We Americans just love paradoxes. We fancy ourselves so progressive and leaders of the free world, but then half of us are still "traditionalists" or, as I see it, backassward-ists. Case in point: A nationally representative survey of 815 Americans, in which 50 percent supported a law requiring women to change their last names upon marriage. What?! What year is this again? Who in their right mind would advocate that the government force women to take such a major step backward?
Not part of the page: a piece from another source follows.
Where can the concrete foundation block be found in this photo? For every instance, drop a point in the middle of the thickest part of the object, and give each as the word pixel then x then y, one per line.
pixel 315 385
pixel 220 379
Let me just say ... I have always said I think when I get married, I'll keep my last name professionally, but take my husband's name personally. I'm not quite sure how that works and if it'll be a total pain in the butt, but it's what I see making the most sense for me. But when it comes to what other women do -- taking their hubby's last name or not -- I've always felt it was completely up to them. Maybe they have particular reasons for or against doing it.
Some women are seriously turned off by the origin of taking a man's last name. Which I totally understand. After all, it harkens back to the 1800s and even into the 1900s, when U.S. common law meant a married woman had no rights to her own property or to make contracts in her own name. A husband was the one to take on all legal rights for the couple. Knowing that definitely makes my stomach turn a bit, but on the other hand, you could argue that's not what it means anymore. Now, it's more of a romantic gesture, a symbol of unity, or perhaps a way to make it easier on the kids.
But what it boils down to is that there are very few things that are as close to identity as a name -- first or last. We should all be entitled to our own decision on the matter. Unless we want to take this country back to the dark ages.
What's your thought on women being required by law to change their last names when they get married?